Posted on May 16, 2008
Today’s furnaces are controlled by a computer which constantly monitors for problems. When it detects a problem it will shut off the burners. Depending on the problem and the specific furnace it will either “lock out” the furnace or cycle it through a purge (to rid it of un-burned gas and excess heat) and then attempt to re-start it. If the problem continues to occur then it will “lock out”. Depending on the problem and the furnace it may again attempt a re-start after several hours. In any case if the problem was not detected/caused by a sensor which requires a manual re-set, when the power to the computer is interrupted or the call for heat is interrupted the computer is reset and it will again attempt to re-start the furnace. The most common problems are:
· Low or lack of flame sense. Different furnaces use different methods to detect a flame – often these “flame sensors” become dirty and have to be cleaned (usually with sandpaper or steel wool).

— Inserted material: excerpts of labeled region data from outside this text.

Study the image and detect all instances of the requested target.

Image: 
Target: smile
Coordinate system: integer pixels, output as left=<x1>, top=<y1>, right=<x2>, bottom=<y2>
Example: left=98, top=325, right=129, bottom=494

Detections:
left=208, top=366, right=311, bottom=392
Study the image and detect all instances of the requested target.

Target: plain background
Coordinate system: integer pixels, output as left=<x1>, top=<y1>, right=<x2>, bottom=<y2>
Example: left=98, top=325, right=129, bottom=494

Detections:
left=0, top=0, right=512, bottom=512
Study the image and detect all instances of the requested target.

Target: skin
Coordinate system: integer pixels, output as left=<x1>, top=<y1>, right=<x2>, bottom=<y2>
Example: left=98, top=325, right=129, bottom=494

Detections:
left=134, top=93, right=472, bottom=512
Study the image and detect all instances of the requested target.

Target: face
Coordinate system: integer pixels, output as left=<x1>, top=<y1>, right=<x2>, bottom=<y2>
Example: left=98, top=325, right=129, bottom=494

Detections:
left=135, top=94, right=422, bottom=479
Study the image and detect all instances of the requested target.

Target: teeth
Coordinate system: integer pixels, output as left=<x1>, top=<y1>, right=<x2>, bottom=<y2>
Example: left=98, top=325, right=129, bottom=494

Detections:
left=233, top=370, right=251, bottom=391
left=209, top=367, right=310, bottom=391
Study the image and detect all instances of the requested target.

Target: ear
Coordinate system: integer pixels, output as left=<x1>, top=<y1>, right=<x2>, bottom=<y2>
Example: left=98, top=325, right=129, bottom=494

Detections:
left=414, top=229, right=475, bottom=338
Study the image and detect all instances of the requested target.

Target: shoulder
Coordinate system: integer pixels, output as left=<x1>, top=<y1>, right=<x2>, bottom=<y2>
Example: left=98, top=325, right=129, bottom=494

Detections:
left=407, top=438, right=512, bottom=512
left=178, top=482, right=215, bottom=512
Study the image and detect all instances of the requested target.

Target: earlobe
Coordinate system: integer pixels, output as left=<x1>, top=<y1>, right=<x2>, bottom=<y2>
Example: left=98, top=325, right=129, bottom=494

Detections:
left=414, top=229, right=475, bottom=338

· Bad igniter. (Doesn’t light at all).
· Clogged combustion air intake or exhaust.
· Clogged condensate drain. (90+% efficient furnaces).
This is not a complete list, only the most common!
Depending on where you live your HVAC system runs more than anything else you own (including your car). All furnace manufacturers “recommend” “regular maintenance” of your furnace. In fact, all that I am aware of state in their warranty that the warranty may be voided due to lack of “regular maintenance.” The industry has defined “regular maintenance” as yearly (in fact, some manufacturer’s warranties state yearly). Due to safety, liability, and the need for many other things to be checked, cleaned, and/or adjusted (2-page checklist where I work) to ensure safety and efficiency. Due to the large number of furnaces and the differences between them. Moreover, due to the terms of this site, I WILL NOT AND CAN NOT give you specific instructions on how to perform repairs on your furnace. I suggest that you contact a local, reputable, HVAC service company for (a tune up, preventive maintenance, general maintenance, yearly service call, general service, or whatever they call it).
While I may not have told you how to fix your furnace yourself, I have told you how to fix it. Please rate my answer.
Posted on Mar 14, 2009
Have a gasfitter bypass the clock. The clock is the source of the problem. You will then have a manually operated heater.
Posted on Oct 08, 2009
An indoor blower running when it is not supposed to usually indicates an overheat condition. I would guess that it has been cycling on and off for some time and finally caused the high limit to stick and not auto reset. if you tap it sometimes they reset. the real problem is that it has been overheating from lack of airflow, over sized unit, not enough return air, too many closed registers, dirty filter, dirty squirrel cage blower and or air conditioner a-coil. If you get it started again sit and watch the unit run the flames should come on and stay on for the entire heating cycle, not going on and off.
I wish I could help you more but it is difficult without seeing the problem myself. Good luck! this should get you started!